I never tried to write like Harrison. I just wanted to emulate his passion for everything. His writing helped unlock my passions, some of which I didn’t even know existed. One such passion was hanging out in dive Oregon Coast bars and observing local characters. I got that idea from Harrison’s fiction and recently published an e-book collection of my coastal dive bar stories, Oregon Tavern Age. It was he who wrote, “How can you experience the rich fabric of life in a locale without visiting the bars? The answer is, you can’t.”

Not too long ago, I read for the first time Harrison’s debut novel, Wolf: A False Memoir, published in 1971. A great friend of mine who knew of my love for Harrison gave me a hardback first edition. Look at that truly remarkable cover and author photograph on back! Look at Harrison at 33! Preposterous and lovely!
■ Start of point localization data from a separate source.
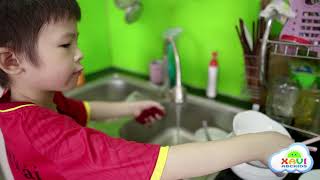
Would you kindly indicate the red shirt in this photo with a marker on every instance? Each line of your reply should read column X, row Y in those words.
column 42, row 144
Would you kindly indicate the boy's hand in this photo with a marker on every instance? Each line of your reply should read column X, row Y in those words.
column 147, row 112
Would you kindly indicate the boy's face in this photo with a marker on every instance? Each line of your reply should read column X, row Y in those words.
column 58, row 56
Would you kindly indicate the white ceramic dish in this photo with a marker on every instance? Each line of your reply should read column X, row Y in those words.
column 253, row 122
column 214, row 133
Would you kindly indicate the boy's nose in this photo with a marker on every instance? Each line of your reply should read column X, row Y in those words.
column 79, row 56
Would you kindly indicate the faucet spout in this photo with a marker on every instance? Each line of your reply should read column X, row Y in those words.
column 178, row 94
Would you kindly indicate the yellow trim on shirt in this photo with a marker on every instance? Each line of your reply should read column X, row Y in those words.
column 15, row 108
column 161, row 162
column 88, row 110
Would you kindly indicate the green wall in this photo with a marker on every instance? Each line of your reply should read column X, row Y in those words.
column 208, row 25
column 93, row 41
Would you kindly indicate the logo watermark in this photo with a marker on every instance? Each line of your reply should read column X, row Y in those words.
column 295, row 159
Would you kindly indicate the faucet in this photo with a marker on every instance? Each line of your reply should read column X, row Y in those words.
column 177, row 93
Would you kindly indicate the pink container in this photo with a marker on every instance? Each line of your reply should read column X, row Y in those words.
column 306, row 24
column 156, row 72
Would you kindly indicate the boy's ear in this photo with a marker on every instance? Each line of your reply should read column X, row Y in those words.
column 9, row 62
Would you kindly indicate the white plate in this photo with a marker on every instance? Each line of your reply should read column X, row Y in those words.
column 214, row 133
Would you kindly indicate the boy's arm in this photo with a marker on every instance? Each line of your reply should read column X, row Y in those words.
column 106, row 110
column 197, row 159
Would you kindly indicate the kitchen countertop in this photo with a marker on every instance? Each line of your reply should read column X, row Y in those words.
column 225, row 174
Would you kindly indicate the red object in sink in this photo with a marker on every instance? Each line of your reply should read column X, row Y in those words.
column 143, row 118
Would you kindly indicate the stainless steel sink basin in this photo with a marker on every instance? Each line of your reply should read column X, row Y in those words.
column 168, row 131
column 117, row 87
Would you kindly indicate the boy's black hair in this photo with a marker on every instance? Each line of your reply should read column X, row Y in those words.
column 22, row 20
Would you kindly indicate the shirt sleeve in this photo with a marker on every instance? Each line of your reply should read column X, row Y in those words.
column 77, row 110
column 85, row 153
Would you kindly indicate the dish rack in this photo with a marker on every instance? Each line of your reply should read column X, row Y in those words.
column 305, row 25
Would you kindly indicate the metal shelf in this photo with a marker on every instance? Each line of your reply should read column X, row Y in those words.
column 293, row 50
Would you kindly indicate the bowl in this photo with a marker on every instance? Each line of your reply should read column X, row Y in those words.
column 214, row 133
column 253, row 122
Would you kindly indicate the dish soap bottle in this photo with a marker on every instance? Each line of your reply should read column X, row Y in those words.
column 212, row 76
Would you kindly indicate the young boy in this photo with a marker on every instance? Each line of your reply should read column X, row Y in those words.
column 45, row 132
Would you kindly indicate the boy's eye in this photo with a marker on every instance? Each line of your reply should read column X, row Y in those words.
column 65, row 45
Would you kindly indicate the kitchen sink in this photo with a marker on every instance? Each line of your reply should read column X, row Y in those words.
column 117, row 87
column 169, row 130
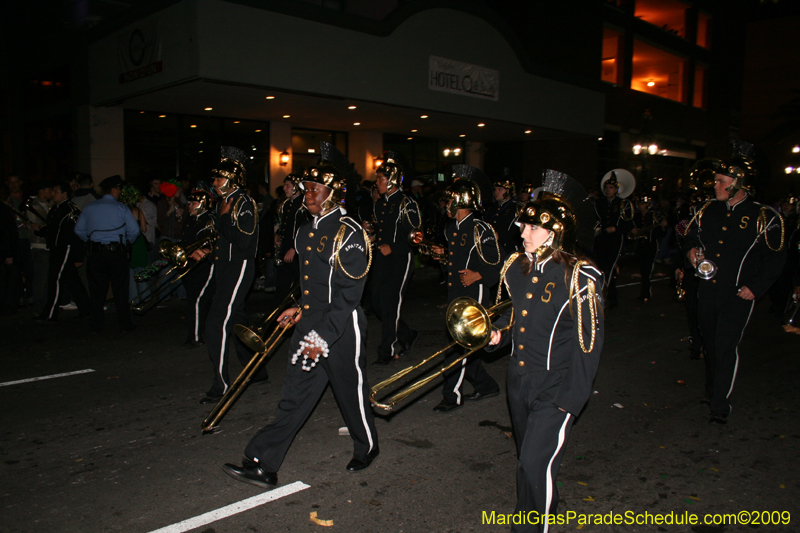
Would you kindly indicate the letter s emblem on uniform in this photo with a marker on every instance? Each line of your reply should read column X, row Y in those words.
column 550, row 285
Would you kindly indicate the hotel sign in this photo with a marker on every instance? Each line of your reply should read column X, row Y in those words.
column 462, row 78
column 139, row 52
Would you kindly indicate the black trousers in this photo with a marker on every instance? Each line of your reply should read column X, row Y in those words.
column 344, row 369
column 200, row 286
column 646, row 252
column 541, row 432
column 233, row 281
column 607, row 248
column 389, row 281
column 104, row 268
column 63, row 278
column 723, row 316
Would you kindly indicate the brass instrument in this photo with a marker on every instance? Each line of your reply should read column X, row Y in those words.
column 425, row 246
column 179, row 257
column 470, row 324
column 266, row 347
column 253, row 337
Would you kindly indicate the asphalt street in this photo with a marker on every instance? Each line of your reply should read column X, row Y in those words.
column 120, row 448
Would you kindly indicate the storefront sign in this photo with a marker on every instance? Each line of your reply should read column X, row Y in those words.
column 139, row 52
column 462, row 78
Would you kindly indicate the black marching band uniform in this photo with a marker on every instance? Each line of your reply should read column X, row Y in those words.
column 234, row 257
column 66, row 249
column 649, row 233
column 292, row 215
column 746, row 243
column 199, row 282
column 471, row 245
column 502, row 215
column 608, row 246
column 396, row 216
column 556, row 343
column 334, row 257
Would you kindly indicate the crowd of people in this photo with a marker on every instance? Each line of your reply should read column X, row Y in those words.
column 553, row 251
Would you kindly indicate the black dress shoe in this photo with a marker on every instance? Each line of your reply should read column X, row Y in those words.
column 356, row 465
column 719, row 420
column 446, row 406
column 210, row 398
column 251, row 473
column 475, row 396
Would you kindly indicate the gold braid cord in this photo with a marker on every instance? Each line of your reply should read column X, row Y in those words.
column 591, row 298
column 235, row 216
column 337, row 246
column 761, row 227
column 506, row 266
column 479, row 246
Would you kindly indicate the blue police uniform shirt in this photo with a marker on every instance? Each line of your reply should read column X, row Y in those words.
column 105, row 221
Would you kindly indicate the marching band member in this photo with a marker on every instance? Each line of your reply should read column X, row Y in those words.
column 473, row 267
column 556, row 341
column 66, row 254
column 742, row 244
column 396, row 216
column 329, row 340
column 199, row 283
column 234, row 258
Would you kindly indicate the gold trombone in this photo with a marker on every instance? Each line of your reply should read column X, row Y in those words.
column 470, row 324
column 179, row 257
column 425, row 246
column 264, row 348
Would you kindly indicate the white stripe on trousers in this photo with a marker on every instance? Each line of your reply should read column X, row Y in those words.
column 549, row 478
column 58, row 283
column 225, row 325
column 361, row 380
column 197, row 305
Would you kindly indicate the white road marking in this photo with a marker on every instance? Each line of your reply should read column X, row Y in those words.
column 7, row 383
column 234, row 508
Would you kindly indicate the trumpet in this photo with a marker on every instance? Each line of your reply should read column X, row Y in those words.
column 179, row 257
column 266, row 347
column 470, row 324
column 425, row 246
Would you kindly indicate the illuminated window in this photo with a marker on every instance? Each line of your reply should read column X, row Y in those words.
column 611, row 53
column 657, row 72
column 704, row 30
column 669, row 15
column 699, row 99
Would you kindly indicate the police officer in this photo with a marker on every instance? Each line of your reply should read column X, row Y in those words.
column 396, row 216
column 502, row 212
column 556, row 340
column 109, row 228
column 473, row 267
column 199, row 282
column 234, row 256
column 647, row 232
column 292, row 215
column 329, row 340
column 66, row 254
column 615, row 216
column 741, row 253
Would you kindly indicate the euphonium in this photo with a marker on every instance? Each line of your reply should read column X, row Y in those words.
column 417, row 239
column 470, row 324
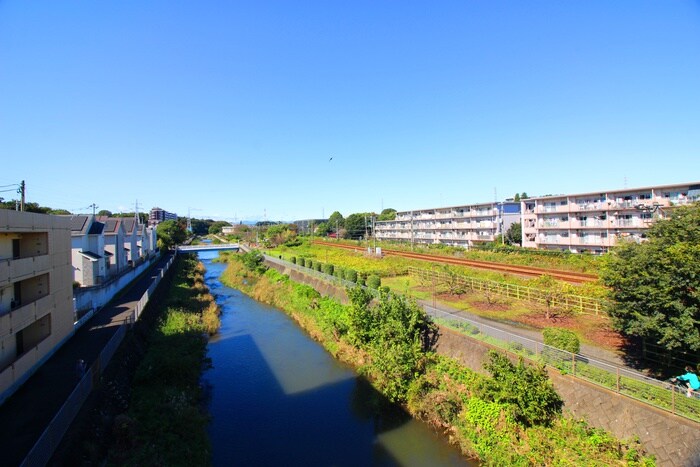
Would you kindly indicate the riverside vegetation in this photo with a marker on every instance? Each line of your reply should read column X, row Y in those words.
column 513, row 417
column 166, row 423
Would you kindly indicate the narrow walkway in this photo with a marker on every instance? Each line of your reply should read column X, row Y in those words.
column 593, row 352
column 25, row 415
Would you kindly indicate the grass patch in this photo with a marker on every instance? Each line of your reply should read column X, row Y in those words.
column 165, row 423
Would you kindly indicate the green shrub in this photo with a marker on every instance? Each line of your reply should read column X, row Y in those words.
column 561, row 339
column 526, row 389
column 350, row 275
column 374, row 281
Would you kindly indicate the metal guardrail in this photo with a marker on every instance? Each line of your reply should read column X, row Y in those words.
column 615, row 378
column 46, row 445
column 564, row 301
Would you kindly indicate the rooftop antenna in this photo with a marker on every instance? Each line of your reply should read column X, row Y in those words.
column 136, row 213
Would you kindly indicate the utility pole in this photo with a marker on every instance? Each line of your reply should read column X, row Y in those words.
column 21, row 191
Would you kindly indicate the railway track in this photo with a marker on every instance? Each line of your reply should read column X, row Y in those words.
column 573, row 277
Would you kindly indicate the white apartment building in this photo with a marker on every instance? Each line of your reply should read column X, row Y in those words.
column 463, row 226
column 36, row 294
column 594, row 222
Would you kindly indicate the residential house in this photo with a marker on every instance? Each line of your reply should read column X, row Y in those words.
column 465, row 225
column 88, row 250
column 131, row 240
column 36, row 294
column 594, row 222
column 114, row 237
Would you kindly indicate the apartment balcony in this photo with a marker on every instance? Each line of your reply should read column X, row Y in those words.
column 12, row 270
column 629, row 223
column 596, row 223
column 25, row 314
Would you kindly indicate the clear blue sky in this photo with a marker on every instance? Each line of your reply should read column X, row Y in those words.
column 233, row 109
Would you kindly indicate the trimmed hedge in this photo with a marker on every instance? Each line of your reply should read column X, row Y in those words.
column 374, row 281
column 350, row 275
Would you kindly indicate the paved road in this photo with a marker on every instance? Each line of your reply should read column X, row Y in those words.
column 25, row 415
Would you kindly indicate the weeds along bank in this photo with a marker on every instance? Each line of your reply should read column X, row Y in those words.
column 165, row 423
column 512, row 417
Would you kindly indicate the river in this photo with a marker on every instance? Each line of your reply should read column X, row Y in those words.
column 278, row 398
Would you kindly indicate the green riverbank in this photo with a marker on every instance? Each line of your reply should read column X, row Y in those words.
column 511, row 418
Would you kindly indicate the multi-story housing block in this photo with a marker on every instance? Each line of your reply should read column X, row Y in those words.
column 464, row 226
column 158, row 215
column 594, row 222
column 36, row 294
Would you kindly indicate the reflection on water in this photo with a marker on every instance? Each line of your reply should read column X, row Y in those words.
column 277, row 398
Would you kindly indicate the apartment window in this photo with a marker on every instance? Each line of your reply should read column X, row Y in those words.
column 15, row 248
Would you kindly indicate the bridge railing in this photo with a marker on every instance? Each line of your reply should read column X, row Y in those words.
column 218, row 246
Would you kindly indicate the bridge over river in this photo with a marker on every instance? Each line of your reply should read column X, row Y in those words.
column 208, row 247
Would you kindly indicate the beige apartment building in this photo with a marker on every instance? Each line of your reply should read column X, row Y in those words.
column 36, row 295
column 463, row 226
column 594, row 222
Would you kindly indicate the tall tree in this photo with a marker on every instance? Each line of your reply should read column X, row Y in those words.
column 655, row 285
column 358, row 225
column 336, row 221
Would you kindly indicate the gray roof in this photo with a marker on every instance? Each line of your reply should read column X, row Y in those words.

Wolf is a curious stream-of-consciousness novel that intercuts between the narrator’s hitchhike, lust and literary adventure around America and solitary camping experience in hope of seeing a wolf. It undoubtedly baffled critics and readers alike, but to me holds up incredibly well and presaged some of the ideas Harrison would later weave into his novels and novellas.

There is also one declarative sentence in Wolf worth repeating here. “There is no romance in being alone.”

One last thought about Harrison. A couple of years ago I was in the Warrenton Library and going through their boxes of giveaway books, VHS tapes and books on tape. I nearly fell over when I saw three cassette tapes titled Dalva by Jim Harrison, in a neat cursive script. I picked one up and realized someone had recorded themselves reading the entire novel, either for their own benefit or for someone else, a task that would take hours and hours of reading aloud, alone, into a tape recorder.

There was no name on the tapes, only a year, 1994.

Who was this person? What was their intense connection to this book that compelled such a labor of love or necessity?  I wanted to know this person. Most likely, he or she was dead and a relative had donated the tapes to the library. They weren’t even for sale.

I took the tapes home, but inexplicably never listened to them. I lost them some time during my ordeal when I wasn’t thinking straight and giving things away.  But thinking about those tapes in recent days made me realize—I am not alone with my belief in Jim Harrison and the power of Dalva. I have no doubt it will work its magic on me again.